One UK company’s story illustrates how the world is changing – and how the old and new ways are colliding. All of the issues are here: Covid-19; the role of social media; extractive capitalism; winner takes all; the demise of traditional retailing; data analytics; and the environmental impact of fast fashion and sharp business practices. We even get a glimpse of something most of us thought extinct: investigative journalism.
Boohoo is an online retailer of fashion clothing, targeting the under-30 market. Its registered address is in Jersey while its head office is in Manchester. It sells in more than 100 countries. Next-day delivery is a key part of its offering as is a massive marketing budget.
The company spends a lot of money on social media influencers on all the usual platforms. This is how you make money if you have starred on Love Island and gained millions of Instagram followers. Beautiful people aspire to become Boohoo global ambassadors. At least they did until controversy recently engulfed the company over employment practices in England.
The company has grown rapidly since its founding in 2006. Its strategy includes buying established brands and then scaling them on its digital platform. The pandemic, initially at least, boosted Boohoo’s sales. The switch from high street to digital predated the virus but has been accelerated by the pandemic. It’s a trend that has got many retailers worried and has left plenty of town centres with shuttered shopfronts and too many charity outlets. Boohoo’s sales during the early months of the pandemic took off.
Harold Evans, who died this week, is remembered as a pioneering investigative journalist. He led the Sunday Times for many years and is famous for exposing the Cambridge spy ring and the thalidomide scandal. He would have enjoyed the newspaper's story in July about pay and working conditions in Leicester at factories that supply Boohoo. Poor working environments are said to have included lack of social distancing. Minimum pay rules were alleged to have been ignored.
A just-published independent review conducted by Alison Levitt, a leading lawyer, has concluded that no crimes were committed, nor were low pay and poor working conditions deliberately allowed or intentionally profited from. Part of the story appears to have roots in all that rapid growth: governance processes were unable to keep up.
Fashion democratisation
Boohoo is a great example of innovation, entrepreneurial skill and the democratisation of fashion. The factories concerned were mostly suppliers to Boohoo rather than directly owned: integrated supply chain management is a feature of many of today’s successful industries.
Quality clothing available at cheap prices to people on modest or low incomes is clearly a good thing. Boohoo is able to use its ever expanding databases to give customers what they want. Orders grew 38 per cent last year with an average value of £43.50 (€47.60) across three items per delivery. But environmental campaigners fret about almost every aspect of Boohoo’s business model.
Policymakers worldwide are worried about the negative productivity effects of so-called “zombie companies” being kept alive with subsidies. Boohoo definitely isn’t one of these.

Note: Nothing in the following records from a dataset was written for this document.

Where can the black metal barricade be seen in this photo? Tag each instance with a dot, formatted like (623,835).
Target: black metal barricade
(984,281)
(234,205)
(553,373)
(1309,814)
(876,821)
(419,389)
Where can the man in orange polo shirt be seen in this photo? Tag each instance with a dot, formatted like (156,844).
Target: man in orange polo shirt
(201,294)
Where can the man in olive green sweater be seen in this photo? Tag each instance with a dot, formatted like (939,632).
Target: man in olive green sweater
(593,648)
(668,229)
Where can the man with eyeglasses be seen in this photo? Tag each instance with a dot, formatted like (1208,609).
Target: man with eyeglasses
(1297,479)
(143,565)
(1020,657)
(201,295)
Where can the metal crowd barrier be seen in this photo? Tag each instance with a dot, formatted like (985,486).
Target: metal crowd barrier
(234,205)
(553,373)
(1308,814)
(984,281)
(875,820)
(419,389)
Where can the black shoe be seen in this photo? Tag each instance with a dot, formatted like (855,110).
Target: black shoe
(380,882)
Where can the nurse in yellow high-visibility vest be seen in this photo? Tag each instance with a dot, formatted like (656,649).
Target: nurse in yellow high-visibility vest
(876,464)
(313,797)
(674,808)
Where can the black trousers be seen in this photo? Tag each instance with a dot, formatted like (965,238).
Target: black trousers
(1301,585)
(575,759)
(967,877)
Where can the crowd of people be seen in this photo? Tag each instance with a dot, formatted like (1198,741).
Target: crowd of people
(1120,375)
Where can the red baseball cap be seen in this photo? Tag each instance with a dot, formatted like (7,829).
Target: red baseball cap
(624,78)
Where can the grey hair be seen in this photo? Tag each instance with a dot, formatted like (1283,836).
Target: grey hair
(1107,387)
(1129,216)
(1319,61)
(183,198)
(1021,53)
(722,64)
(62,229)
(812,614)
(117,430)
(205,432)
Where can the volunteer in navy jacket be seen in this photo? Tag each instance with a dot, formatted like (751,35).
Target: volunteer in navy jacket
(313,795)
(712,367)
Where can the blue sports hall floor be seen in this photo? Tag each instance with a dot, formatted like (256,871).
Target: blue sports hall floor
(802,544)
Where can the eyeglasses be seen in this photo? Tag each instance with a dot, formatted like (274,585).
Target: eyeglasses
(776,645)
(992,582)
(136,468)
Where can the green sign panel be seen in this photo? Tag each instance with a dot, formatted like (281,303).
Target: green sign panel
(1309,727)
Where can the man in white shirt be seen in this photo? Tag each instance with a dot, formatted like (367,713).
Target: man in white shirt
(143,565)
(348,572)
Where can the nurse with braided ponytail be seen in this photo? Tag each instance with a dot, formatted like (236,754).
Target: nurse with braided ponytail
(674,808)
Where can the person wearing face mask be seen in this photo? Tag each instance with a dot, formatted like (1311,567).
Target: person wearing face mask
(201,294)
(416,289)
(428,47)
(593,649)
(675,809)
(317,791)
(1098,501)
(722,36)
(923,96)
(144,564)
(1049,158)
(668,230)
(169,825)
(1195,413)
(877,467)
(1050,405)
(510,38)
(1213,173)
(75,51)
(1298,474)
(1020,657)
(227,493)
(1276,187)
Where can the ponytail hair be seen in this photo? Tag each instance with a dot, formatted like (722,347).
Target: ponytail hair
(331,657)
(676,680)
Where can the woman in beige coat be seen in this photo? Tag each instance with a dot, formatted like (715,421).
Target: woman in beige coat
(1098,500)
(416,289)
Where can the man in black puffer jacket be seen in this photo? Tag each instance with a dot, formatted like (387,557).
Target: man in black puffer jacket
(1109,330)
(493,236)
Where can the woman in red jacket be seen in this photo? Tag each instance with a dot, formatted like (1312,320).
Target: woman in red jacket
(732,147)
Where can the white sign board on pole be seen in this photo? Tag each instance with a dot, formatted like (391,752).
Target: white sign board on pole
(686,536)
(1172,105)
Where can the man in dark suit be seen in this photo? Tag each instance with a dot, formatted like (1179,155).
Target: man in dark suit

Levitt found that the allegations about working conditions and low pay in Leicester were “substantially true” and that senior directors knew about these issues last December but “didn’t feel responsible for them”.
The reason given goes to the heart of all this: workers in Leicester were so far down the supply chain they were “invisible” to Boohoo’s senior management. And to others who also should have known better: the local council, tax authorities and the health and safety agency. Vulnerable employees didn’t get the protection they needed and deserved.
Boohoo’s annual report reads like most corporate documents these days. Lots of stuff about reducing environmental impact and how employee engagement surveys reveal a happy workforce. The report claims, no doubt with complete accuracy, that “all of our hourly-paid employees are paid above the minimum wage”.
That neatly sidesteps the issue of pay in supplier companies. We learn about director compensation: there is a lot of it and at least one of the owners is a billionaire. The winners are obvious and they do take a lot, if not all. How much of this is deserved in some ethical or philosophical sense?
A pragmatic economist would try to ask different questions, ones that can be answered without too much controversy. And frame the answers around practical policy.
Innovation needs to be rewarded. Excess profits and incomes, particularly of the monopoly kind, need to be either regulated or taxed away. So far so orthodox. If inequality is to be properly tackled, minimum and living wages need to rise substantially. For garment workers, health workers, delivery drivers and for all those other people who we are about to discover, for the second time this year, how essential they are. The challenge for policymakers is to figure out how to do that without harming employment – but it must be done, even in the recession plagued world we now live in.
Companies, and individuals, make all sorts of claims about sustainability and how they contribute to it. Corporate guff in annual reports is almost impossible to decipher. The only real solution has been known for years: tax emissions, particularly carbon, properly. Half-hearted and haphazard carbon taxes need to be rationalised and raised everywhere. By about a factor of four in Ireland. And pretty much everywhere else.